Setelah jam pelajaran, Lalisa dan Irene berjalan di koridor sambil berbicara tentang pelajaran, sampai seorang siswa menghentikan langkah mereka.
"Lalisa, Seulgi menunggumu di lapangan" Lalisa dan Irene saling pandang.
"Kau ingat janjimu kan" Lalisa mengangguk paham, dia tidak akan mengingkari janji.
"Maaf aku menolakmu, Seulgi" Seulgi menggeram setelah mendengar penolakan Lisa, buket bunga yang ia pegang, pria itu buang di hadapan Lisa, Seulgi menginjaknya hingga hancur.
"Kau akan menyesal Lalisa"
Lalisa duduk di halte menunggu bus, gadis itu selalu mengingat setiap kejadian pembullyan padanya.

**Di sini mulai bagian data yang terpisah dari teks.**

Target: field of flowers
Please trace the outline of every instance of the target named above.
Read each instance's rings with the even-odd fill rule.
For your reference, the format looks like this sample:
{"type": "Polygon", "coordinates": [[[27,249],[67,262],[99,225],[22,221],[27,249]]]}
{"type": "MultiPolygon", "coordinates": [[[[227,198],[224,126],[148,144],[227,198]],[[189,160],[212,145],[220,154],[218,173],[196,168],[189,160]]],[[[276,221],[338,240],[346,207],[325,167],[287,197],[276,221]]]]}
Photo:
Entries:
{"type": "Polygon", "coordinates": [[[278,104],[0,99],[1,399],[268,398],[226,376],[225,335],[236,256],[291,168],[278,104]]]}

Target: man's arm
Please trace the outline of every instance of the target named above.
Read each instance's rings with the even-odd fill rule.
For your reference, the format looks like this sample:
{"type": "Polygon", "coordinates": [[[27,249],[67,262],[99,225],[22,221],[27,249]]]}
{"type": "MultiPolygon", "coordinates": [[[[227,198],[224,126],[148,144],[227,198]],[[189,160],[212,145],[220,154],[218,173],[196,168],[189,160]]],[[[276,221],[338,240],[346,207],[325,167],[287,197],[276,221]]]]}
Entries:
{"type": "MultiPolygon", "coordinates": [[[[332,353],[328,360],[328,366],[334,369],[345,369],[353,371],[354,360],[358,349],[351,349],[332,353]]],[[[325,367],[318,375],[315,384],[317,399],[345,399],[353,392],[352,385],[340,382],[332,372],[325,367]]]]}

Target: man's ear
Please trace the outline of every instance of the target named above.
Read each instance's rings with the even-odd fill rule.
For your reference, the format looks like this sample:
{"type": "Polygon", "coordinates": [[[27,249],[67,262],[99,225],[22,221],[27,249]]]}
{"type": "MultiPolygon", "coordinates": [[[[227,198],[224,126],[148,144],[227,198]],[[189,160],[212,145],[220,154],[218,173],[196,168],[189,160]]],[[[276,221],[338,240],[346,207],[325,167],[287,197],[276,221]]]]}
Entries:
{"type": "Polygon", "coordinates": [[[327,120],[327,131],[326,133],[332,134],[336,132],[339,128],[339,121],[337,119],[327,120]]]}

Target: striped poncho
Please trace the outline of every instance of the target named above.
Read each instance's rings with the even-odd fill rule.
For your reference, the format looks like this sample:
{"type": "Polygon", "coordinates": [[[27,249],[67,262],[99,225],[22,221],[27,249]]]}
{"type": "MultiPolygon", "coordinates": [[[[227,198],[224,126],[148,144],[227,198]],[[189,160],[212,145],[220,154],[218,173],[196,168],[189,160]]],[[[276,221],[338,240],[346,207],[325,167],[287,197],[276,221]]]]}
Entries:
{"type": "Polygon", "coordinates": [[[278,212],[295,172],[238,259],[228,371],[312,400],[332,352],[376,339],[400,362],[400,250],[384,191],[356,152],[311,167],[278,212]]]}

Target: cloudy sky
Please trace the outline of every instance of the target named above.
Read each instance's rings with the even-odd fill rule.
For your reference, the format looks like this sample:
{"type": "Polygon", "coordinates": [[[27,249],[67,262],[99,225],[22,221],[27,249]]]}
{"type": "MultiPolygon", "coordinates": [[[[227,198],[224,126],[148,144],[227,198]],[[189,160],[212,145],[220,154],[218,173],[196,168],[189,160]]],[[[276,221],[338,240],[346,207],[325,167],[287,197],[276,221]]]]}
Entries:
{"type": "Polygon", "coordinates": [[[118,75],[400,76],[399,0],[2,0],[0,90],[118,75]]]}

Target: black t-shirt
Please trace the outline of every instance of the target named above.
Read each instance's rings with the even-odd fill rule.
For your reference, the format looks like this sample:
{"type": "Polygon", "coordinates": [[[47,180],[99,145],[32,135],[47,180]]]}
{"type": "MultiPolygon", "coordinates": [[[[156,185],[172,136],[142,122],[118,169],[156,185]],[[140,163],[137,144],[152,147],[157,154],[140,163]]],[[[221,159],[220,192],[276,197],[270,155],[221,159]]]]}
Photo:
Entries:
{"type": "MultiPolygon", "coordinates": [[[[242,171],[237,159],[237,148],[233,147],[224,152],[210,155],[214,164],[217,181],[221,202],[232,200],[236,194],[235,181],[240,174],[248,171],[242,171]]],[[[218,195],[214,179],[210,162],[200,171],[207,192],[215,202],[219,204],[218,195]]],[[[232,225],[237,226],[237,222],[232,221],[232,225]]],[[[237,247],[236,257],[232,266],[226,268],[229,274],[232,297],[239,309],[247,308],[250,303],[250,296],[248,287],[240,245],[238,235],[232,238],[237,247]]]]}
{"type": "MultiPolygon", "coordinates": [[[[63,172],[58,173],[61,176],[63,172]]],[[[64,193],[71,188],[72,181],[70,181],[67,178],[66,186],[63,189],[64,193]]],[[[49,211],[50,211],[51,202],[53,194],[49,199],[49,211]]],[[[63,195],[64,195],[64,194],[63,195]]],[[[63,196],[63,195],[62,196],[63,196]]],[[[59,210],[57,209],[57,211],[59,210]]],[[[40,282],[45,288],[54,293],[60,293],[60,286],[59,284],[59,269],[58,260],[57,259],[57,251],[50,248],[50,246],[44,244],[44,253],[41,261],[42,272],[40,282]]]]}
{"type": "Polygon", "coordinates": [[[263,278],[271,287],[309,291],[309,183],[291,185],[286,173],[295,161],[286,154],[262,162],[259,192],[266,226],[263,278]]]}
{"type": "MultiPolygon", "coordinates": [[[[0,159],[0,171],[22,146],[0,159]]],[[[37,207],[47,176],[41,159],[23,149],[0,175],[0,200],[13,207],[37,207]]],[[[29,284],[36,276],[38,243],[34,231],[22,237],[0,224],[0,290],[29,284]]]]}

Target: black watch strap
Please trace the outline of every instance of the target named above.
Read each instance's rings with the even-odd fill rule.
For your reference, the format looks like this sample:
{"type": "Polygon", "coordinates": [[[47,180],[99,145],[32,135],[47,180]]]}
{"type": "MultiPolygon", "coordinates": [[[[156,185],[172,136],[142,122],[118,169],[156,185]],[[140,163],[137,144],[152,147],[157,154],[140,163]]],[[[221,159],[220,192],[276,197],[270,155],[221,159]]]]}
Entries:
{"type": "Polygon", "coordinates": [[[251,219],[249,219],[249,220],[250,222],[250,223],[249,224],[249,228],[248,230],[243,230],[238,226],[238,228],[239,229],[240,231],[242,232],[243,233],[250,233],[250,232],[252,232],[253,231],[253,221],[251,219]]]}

Apa yang menyebabkan Lalisa di bully gadis itu pun tidak tau, Lalisa bukanlah gadis miskin yang bisa masuk ke sekolah itu dengan jalur beasiswa, orang tua Lisa, cukup berada hingga bisa menyekolahkan Lisa di sekolah elit ini hanya saja, orang tua Lisa bukanlah orang sombong yang menyombongkan hartanya, mereka tidak sama seperti orang tua murid lain yang mencari muka dengan menjadi investor di sekolah itu, orang tua Lisa selalu mengajarkan, Lisa menjadi anak yang sederhana pintar dengan hasil kerja kerasnya sendiri.
Karena tidak adanya keterlibatan orang tua Lisa, itulah yang menyebabkan para guru tutup mata dan telinga atas kejadian pembullyan Lisa.
Walaupun Lalisa adalah murid yang pintar bahkan, Lalisa adalah perwakilan sekolah olimpiade matematika, Lalisa mengharumkan nama Sekolah dengan menyumbangkan piala kemenangannya.
"Kau pulang terlambat" Lalisa, menggenggam erat tali tasnya, menundukan kepalanya, suara pecahan kaca terdengar nyaring setelah vas bunga itu menghantam tembok tepat di sisi kiri, Lisa.